A judge has ruled in favor of the bankruptcy plan submitted by American Apparel (asi/35297), eliminating Dov Charney’s takeover bid and the ex-CEO’s best chance at returning to the company he started.
Yesterday, Judge Brendan Shannon approved the Top 40 supplier’s restructuring plan that is supported by the majority of the company’s lenders, which will hand over control of the company to Monarch Alternative Capital and other bondholders in exchange for a reduction in debt of about $200 million.
"This is a new day for the company, and a positive outcome for our customers, vendors and employees," said American Apparel CEO Paula Schneider in a statement. "With this milestone behind us, we are now fully focused on executing our turnaround strategy as we continue working to drive revenue across our wholesale, retail and e-commerce businesses."
Charney had recently partnered with Hagan Capital Group and Silver Creek Capital Partners and submitted a $300 million offer to buy the company. The investor group planned to reinstall Charney as co-CEO. American Apparel rejected the offer, and Charney filed a challenge in court, objecting to the company’s bankruptcy plan and claiming the group’s offer was superior.
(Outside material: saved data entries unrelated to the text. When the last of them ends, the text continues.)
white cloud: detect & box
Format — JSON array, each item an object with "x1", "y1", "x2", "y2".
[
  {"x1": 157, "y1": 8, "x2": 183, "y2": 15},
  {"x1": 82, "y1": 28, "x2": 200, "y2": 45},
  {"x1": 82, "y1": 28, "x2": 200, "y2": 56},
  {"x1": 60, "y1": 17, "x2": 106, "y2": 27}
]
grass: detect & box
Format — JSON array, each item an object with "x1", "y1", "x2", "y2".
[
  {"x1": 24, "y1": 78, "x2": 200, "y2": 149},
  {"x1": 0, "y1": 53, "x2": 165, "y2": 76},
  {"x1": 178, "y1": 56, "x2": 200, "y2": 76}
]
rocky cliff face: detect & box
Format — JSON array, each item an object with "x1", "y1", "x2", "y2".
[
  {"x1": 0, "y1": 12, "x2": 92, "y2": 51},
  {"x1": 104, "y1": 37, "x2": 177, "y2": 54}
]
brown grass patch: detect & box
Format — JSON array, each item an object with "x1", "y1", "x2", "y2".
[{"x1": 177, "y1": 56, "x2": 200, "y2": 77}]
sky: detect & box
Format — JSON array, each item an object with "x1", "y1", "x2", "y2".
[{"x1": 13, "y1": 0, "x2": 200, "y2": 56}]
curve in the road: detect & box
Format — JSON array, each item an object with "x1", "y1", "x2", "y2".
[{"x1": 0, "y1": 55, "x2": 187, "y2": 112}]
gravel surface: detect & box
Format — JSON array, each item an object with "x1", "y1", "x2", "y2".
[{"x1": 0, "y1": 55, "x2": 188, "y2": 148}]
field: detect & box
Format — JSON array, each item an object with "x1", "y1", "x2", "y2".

As the company’s largest shareholder, Charney’s stake will lose all its value under the reorganization plan. Charney told the Los Angeles Times he will not appeal the ruling. In a statement, he said he was “obviously disappointed” with the decision and accused the company of using Chapter 11 bankruptcy protection “to thwart my efforts” instead of opening up the company to open bidding.
“This outcome is one that I have been working tirelessly for nearly two years to avoid in an effort to protect value for the company's various stakeholders. Now all stockholders will have their shares and value extinguished,” Charney said in the statement.
Chad Hagan of Hagan Capital told Bloomberg Business that the investor group will back Charney on a new apparel venture that will be a direct competitor to American Apparel. In his statement’s conclusion, Charney said, “What gives me great optimism are the things I possess that can't be stolen by a predatory hedge fund – my ideas, values, drive, authenticity, integrity and my passion. To that end I ask that my supporters stay tuned.”
In his decision, Shannon stated that American Apparel needed a quick decision to hasten the company’s exit out of bankruptcy and maximize its chances of success. According to Bloomberg, Shannon said that if American Apparel was being sold to the highest bidder, the judge would have ordered the company to negotiate further with Charney. But since the company was being turned over to senior lenders, the votes of the bondholders held more sway. “The transaction offered as an alternative,” said the judge about Charney’s offer, as reported by the New York Times, “doesn’t provide sufficient reason to reject the bid.” The judge also rejected Charney’s assertion that American Apparel can only succeed under the ex-CEO’s leadership.
American Apparel filed for bankruptcy protection in October. Under the plan, American Apparel will be taken private and removed from public trading on the stock market. Charney and current CEO Paula Schneider both testified last week in court in support of their plans.